- Original Hong Kong poster.
- Traditional Chinese: 開心鬼5上錯身
- Simplified Chinese: 开心鬼5上错身
- Hanyu Pinyin: Kai xin gui wu(5) shang cuo shen
- Jyutping: hoi1 sam1 gwai2 fong3 syu2 gaa2
- Directed by: Norman Chan and Raymond Wong
- Produced by: Clifton Ko
- Starring: Raymond Wong; Kris Aquino; Roger Kwok; Tommy Wong;
- Cinematography: Wong Po-man
- Edited by: Clifton Ko
- Music by: Danny Chung
- Production company: Mandarin Films Limited
- Release date: 8 August 1991 (Hong Kong);
- Running time: 91 minutes
- Country: Hong Kong
- Language: Cantonese
- Box office: HK$ $7,506,113.00

= Happy Ghost V =

1991 Hong Kong film by Clifton Ko

Happy Ghost V (Chinese: 開心鬼5上錯身) is a 1991 Hong Kong comedy film directed by Clifton Ko.

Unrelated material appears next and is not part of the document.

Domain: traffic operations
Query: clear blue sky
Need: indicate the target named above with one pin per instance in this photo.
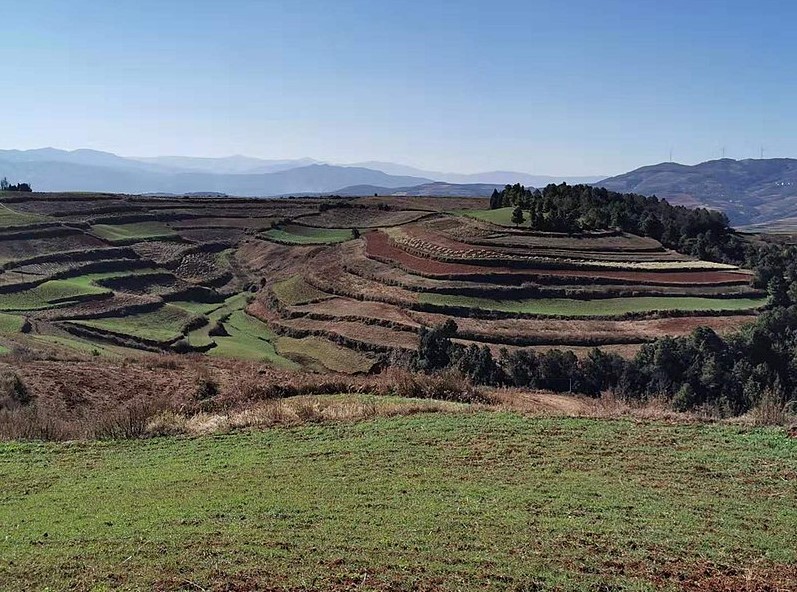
(547, 87)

The film stars Raymond Wong and Filipina actress Kris Aquino. It is the final film of the original series and is followed by the reboot Magic to Win.

==Plot==
A sweet tale about a young woman's dog that makes a deal with the Happy Ghost (Raymond Wong) to become human for 49 days. But after those days are over he must go and be reincarnated.

==Cast==
- Raymond Wong as The Happy Ghost / Magic the Human Dog
- Kris Aquino as Kathy
- Roger Kwok as Jack Chiu
- Vincent Kok as George
- Gwan Joh Law as John
- Jeffrey Ho as Fatty Turtle
- Sun Wong as Mr. Chan
- Veronica Tsoi as Michelle

==Release==
===Box office===
Happy Ghost V ran in theatres from 8 August 1991 to 4 September 1991 and grossed a total of HK $7,506,113.00.